This past Sunday, after church, I sat in the springtime sun flipping through the old pages and reminisced as I read different entries. I read countless prayers for wisdom to be a better mom and many lines of “help my unbelief.”  I also came upon a forgotten page that contained brainstorms about my upcoming book. I used some of the ideas in the story, but many I didn’t. My handwriting looks hurried and sloppy, probably because I was trying to get everything down before I forgot, or was interrupted. I felt a sense of accomplishment and pride as I read the hurried words I’d written a few years ago.

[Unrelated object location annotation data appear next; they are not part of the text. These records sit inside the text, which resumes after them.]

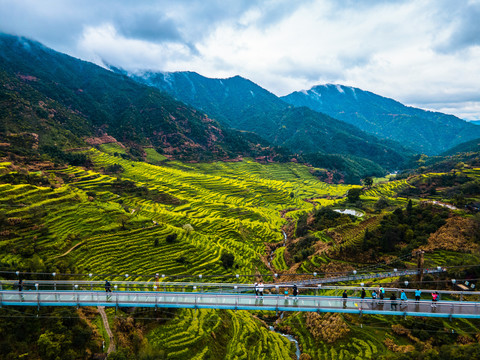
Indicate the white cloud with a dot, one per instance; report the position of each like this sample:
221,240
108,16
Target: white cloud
420,52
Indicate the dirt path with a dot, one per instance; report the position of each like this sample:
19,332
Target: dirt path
111,345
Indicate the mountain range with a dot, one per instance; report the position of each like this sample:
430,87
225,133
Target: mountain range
241,104
424,131
68,103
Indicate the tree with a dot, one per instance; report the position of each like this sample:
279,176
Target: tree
227,260
353,194
368,181
171,238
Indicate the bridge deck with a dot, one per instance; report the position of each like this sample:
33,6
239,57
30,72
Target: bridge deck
232,301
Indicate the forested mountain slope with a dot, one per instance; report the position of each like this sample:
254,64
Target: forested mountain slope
424,131
70,98
243,105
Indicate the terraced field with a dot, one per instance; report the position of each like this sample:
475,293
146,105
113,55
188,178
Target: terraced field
95,223
219,335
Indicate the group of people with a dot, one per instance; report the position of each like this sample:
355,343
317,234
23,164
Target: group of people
259,288
393,297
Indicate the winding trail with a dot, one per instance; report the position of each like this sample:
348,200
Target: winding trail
111,344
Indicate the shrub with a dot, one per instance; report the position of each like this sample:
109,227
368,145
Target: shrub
171,238
227,260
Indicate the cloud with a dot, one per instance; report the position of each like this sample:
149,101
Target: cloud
463,27
415,51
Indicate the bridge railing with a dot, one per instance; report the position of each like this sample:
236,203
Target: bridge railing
198,287
236,301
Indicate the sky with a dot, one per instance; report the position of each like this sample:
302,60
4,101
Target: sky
423,53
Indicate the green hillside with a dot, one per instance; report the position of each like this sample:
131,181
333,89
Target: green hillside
125,217
67,102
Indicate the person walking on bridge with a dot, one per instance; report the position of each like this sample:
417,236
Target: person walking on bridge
295,292
381,292
418,293
434,299
403,299
260,288
393,302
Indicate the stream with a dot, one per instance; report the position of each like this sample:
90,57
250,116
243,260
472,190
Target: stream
290,338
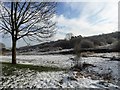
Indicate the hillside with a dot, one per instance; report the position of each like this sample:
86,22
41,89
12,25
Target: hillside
97,41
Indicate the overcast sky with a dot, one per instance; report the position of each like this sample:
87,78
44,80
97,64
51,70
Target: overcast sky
82,18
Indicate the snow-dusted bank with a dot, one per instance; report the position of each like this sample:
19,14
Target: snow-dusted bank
62,79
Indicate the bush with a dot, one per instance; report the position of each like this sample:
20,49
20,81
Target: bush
86,44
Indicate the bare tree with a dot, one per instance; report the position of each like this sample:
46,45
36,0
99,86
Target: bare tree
27,21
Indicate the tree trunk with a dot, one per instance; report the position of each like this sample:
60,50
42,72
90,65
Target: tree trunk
13,51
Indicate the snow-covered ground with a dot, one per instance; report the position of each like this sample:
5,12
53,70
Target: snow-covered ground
62,79
62,61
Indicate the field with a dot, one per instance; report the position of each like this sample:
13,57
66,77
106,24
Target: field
54,71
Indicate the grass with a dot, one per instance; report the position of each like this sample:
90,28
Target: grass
9,69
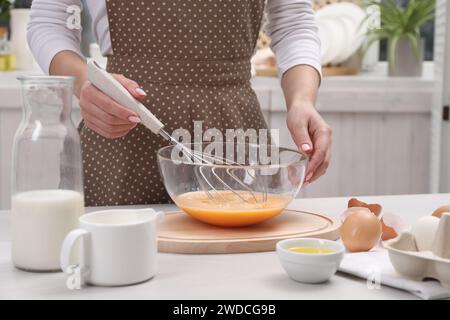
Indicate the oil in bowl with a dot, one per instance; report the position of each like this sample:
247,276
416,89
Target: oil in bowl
311,250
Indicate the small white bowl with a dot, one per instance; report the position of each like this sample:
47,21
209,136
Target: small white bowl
306,267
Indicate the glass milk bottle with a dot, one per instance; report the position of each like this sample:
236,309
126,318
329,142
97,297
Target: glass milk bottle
47,185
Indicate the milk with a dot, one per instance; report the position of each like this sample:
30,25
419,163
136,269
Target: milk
40,220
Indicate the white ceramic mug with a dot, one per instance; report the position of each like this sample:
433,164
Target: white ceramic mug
119,246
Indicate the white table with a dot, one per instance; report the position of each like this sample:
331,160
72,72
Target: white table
231,276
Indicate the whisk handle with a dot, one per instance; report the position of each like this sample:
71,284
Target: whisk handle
105,82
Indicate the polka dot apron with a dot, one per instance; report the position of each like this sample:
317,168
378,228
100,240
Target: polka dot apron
192,58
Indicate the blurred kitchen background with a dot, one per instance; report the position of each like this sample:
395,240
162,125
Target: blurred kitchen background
387,105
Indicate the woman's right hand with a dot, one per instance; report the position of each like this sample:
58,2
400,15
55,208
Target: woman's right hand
105,116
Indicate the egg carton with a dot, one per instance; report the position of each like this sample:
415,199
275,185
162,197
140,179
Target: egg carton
409,261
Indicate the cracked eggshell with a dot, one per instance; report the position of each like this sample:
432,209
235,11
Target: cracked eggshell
441,210
392,225
424,231
361,230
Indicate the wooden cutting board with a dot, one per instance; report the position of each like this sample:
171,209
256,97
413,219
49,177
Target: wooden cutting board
179,233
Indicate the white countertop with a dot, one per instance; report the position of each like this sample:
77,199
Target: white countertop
229,276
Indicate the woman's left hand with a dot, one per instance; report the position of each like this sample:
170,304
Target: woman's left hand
312,135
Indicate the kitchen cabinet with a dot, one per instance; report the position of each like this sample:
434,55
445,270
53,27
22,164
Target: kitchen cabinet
381,131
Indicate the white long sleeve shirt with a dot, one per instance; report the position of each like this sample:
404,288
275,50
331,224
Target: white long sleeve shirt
290,25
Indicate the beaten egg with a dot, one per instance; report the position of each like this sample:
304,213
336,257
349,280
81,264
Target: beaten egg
229,210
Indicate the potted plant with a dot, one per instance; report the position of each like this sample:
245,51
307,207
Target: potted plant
20,15
400,26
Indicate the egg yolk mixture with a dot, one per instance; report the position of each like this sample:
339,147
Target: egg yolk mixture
228,210
311,250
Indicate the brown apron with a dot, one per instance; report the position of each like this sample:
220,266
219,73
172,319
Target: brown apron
192,58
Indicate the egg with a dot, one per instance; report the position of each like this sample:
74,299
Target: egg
392,225
439,211
361,230
424,230
374,207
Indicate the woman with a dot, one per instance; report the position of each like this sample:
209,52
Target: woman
186,60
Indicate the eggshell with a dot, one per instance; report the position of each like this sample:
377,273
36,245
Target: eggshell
439,211
392,225
361,231
374,207
424,230
352,210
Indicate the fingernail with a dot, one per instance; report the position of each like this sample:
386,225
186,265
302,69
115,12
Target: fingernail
306,147
134,119
140,92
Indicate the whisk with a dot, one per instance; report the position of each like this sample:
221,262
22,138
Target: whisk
111,87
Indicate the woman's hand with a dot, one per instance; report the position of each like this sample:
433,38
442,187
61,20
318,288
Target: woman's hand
312,135
105,116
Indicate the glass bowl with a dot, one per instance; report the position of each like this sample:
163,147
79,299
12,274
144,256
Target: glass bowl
252,184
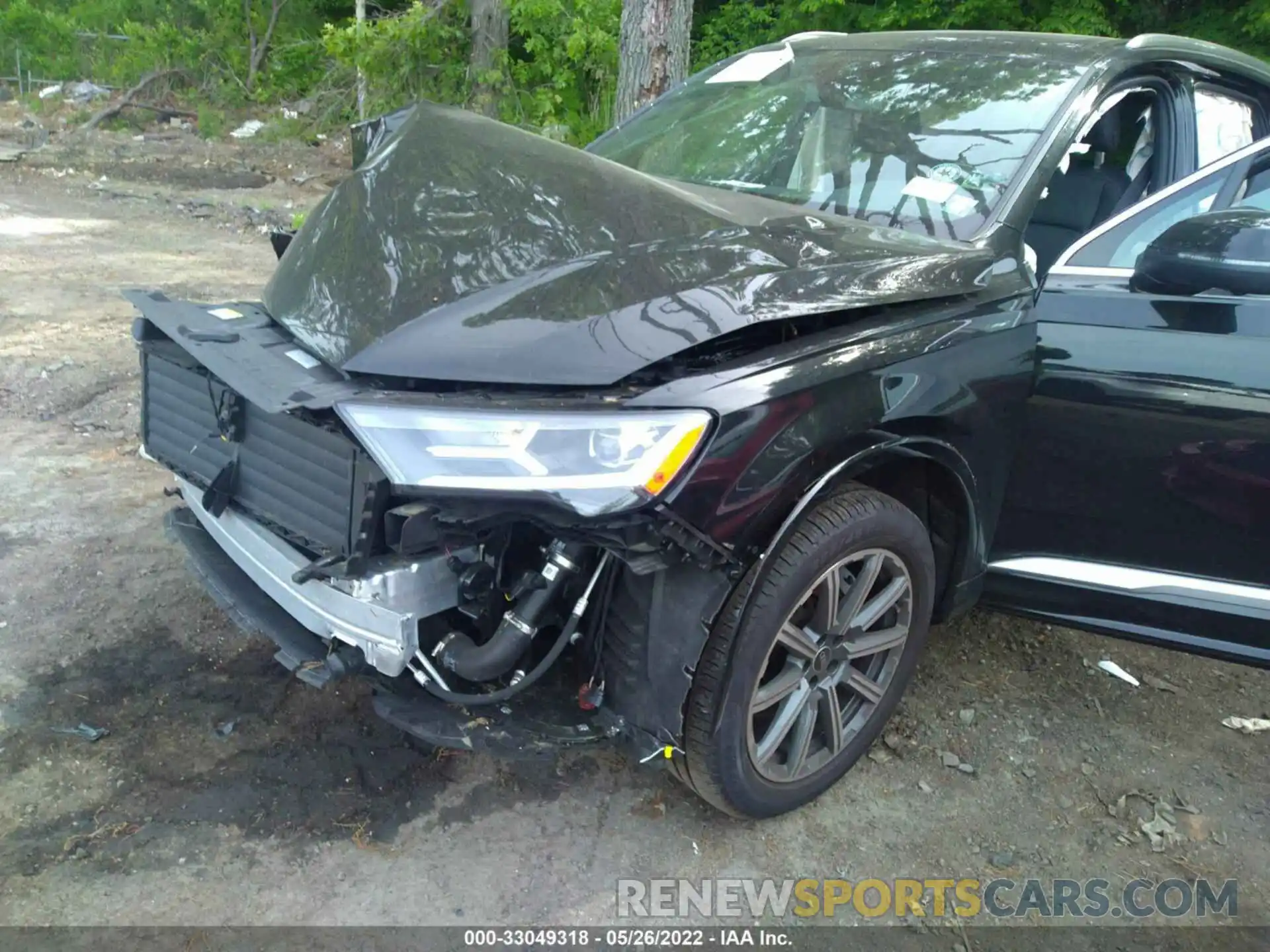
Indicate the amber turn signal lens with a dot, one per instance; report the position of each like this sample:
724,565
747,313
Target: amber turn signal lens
675,460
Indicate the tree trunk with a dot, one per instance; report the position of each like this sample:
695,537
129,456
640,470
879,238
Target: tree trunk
491,27
360,12
653,51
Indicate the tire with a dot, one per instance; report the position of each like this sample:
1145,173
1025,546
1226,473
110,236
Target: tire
726,738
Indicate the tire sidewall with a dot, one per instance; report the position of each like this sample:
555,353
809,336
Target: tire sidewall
893,528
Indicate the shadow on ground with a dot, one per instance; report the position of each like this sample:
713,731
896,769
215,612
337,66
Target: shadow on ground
234,743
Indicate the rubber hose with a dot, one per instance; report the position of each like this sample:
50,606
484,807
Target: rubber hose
497,656
505,694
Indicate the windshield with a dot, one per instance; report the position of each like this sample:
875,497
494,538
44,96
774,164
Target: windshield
907,139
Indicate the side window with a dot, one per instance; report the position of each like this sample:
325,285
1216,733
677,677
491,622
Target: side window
1121,247
1223,124
1255,190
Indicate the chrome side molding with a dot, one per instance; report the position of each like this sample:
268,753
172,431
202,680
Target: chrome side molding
1144,582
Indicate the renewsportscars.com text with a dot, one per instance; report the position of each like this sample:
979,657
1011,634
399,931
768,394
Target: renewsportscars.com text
1002,898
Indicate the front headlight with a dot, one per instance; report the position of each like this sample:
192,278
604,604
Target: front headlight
595,462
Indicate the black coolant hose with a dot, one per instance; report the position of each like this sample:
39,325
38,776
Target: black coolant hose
567,634
497,656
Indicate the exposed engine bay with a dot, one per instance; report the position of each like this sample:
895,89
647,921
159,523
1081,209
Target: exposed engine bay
459,610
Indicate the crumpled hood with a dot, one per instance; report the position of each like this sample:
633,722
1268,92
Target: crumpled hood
469,251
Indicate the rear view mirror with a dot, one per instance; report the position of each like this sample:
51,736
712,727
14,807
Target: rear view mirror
1227,251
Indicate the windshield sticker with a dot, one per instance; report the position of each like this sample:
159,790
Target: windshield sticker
930,190
960,206
753,67
304,358
966,178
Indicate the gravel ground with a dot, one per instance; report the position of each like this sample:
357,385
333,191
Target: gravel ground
313,811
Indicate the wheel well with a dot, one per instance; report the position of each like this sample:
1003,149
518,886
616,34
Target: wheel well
937,496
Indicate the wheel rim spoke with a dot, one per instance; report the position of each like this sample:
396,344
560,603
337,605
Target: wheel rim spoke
800,743
859,590
788,714
798,641
831,719
880,603
876,641
865,687
826,673
828,593
778,688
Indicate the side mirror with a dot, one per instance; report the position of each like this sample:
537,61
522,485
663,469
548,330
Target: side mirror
1226,251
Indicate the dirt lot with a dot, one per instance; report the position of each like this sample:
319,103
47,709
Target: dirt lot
312,810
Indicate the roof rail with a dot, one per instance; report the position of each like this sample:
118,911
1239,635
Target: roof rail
1144,41
810,33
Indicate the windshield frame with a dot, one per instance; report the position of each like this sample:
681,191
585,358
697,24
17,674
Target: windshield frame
1064,120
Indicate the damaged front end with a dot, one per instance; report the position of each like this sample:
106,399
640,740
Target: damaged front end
333,520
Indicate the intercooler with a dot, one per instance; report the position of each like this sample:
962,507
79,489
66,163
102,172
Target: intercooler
306,483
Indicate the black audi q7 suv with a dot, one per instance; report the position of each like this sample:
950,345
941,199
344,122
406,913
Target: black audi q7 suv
689,437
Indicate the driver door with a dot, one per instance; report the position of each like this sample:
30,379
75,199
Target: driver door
1140,499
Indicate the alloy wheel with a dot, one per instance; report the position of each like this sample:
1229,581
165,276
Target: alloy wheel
829,666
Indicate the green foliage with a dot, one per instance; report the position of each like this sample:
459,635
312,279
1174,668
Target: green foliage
421,54
211,122
559,71
564,67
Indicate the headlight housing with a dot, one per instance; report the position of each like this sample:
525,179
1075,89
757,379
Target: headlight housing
593,462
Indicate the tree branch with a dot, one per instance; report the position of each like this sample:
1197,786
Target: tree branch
110,112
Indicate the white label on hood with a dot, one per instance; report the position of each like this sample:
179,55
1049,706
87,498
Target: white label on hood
753,67
302,358
930,190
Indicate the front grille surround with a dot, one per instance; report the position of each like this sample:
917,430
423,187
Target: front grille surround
306,483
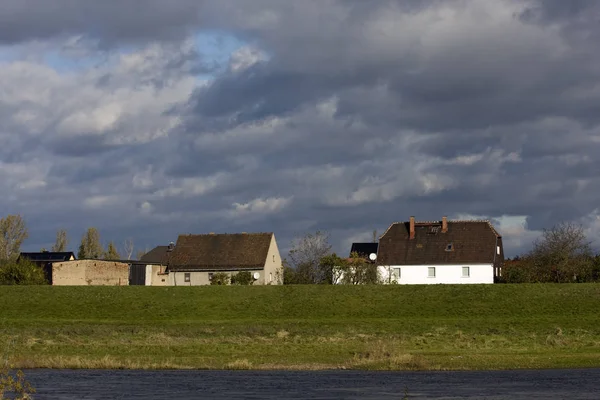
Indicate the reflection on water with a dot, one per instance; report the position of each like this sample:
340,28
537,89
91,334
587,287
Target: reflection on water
492,385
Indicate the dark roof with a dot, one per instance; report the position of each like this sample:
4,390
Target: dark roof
220,251
364,249
465,242
48,256
158,255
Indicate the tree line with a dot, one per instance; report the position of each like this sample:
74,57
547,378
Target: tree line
562,254
13,232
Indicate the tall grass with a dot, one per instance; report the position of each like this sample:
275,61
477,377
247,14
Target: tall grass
303,327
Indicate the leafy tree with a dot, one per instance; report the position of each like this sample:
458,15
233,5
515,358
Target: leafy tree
22,272
289,275
305,258
111,252
220,278
242,278
352,271
562,254
12,234
90,246
61,242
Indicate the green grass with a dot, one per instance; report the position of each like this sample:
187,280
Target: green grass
303,327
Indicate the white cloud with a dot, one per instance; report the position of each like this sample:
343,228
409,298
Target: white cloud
261,206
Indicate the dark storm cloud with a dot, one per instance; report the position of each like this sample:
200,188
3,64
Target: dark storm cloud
353,115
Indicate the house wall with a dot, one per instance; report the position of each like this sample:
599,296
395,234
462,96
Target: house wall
199,278
273,270
156,275
90,272
449,274
271,274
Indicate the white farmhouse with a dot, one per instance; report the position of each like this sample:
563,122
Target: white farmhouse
431,252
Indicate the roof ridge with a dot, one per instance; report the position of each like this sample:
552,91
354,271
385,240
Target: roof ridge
230,234
487,221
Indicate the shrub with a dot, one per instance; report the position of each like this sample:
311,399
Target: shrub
14,384
220,278
242,278
22,272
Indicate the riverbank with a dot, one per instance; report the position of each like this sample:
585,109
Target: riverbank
303,327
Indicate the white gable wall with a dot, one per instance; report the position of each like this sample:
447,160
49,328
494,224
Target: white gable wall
448,274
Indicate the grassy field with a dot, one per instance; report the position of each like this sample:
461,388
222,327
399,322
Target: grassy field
302,327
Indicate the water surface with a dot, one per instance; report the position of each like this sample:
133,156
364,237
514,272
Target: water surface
492,385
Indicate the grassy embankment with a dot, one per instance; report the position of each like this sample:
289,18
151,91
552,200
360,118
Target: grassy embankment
302,327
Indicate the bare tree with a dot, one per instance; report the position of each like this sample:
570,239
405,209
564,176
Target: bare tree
140,253
352,271
305,258
128,247
90,246
562,254
111,252
61,242
13,232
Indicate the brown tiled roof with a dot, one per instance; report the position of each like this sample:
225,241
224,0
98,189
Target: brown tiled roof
157,255
220,251
465,242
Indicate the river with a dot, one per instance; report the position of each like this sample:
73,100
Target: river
180,385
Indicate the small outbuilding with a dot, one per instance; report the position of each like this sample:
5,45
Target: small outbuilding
89,273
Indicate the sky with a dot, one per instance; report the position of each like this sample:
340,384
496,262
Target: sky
149,119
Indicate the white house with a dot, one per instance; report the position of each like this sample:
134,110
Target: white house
431,252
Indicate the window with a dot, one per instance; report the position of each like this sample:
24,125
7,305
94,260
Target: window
431,272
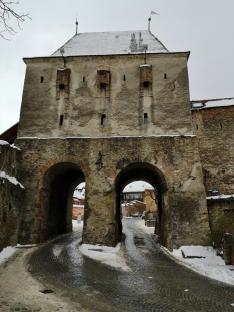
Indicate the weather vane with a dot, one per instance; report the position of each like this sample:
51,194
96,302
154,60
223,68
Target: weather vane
77,26
149,19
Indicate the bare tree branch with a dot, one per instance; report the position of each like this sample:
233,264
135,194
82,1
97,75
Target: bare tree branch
9,18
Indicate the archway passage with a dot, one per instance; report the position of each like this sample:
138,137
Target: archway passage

I never planned to write a book. That was a childhood dream I kept in the same mental box as my dream to be on Saturday Night Live or my desire to suddenly wake up able and willing to travel the world. Writing a book never seemed possible, and I was okay with it. I remember in middle school I once took one of my dad’s yellow paper pads and began crafting a story about a young gnome named Igbo. I don’t remember much of the story, but I do know he felt like a loner and wanted badly to fall in love with the most beautiful girl in the village. I wrote page after page by hand, tirelessly aiming to fill up the whole thing so it would feel “like a book.” I never finished it, but the character has stayed in my heart.

As the book launch date comes closer, I feel a little like I do in those dreams when I’m giving a speech in my underwear—vulnerable. When the feeling changes over to terror I try to remember the young nine-year-old girl I used to be who fretted for hours about whether I’d gotten pregnant after sitting on a toilet seat in a public restroom.  I picture the teenage me who was convinced I’d hit a person with my car when that was an impossibility. I think about those younger versions of myself and pray this story will find people who worry about similar things and encourage them that no, they aren’t alone. I hope the story helps someone to be brave enough to face their fears in a controlled environment so they can ultimately find relief. I hope they see Jesus in every single word and realize that His love for them is bigger than any fear or lie.

            The verse on the front of my journal reminds me that His grace IS sufficient. His power IS perfect. I’m weak, that’s for sure, so “I will boast all the more about my weaknesses, so that Christ’s power may rest on me.”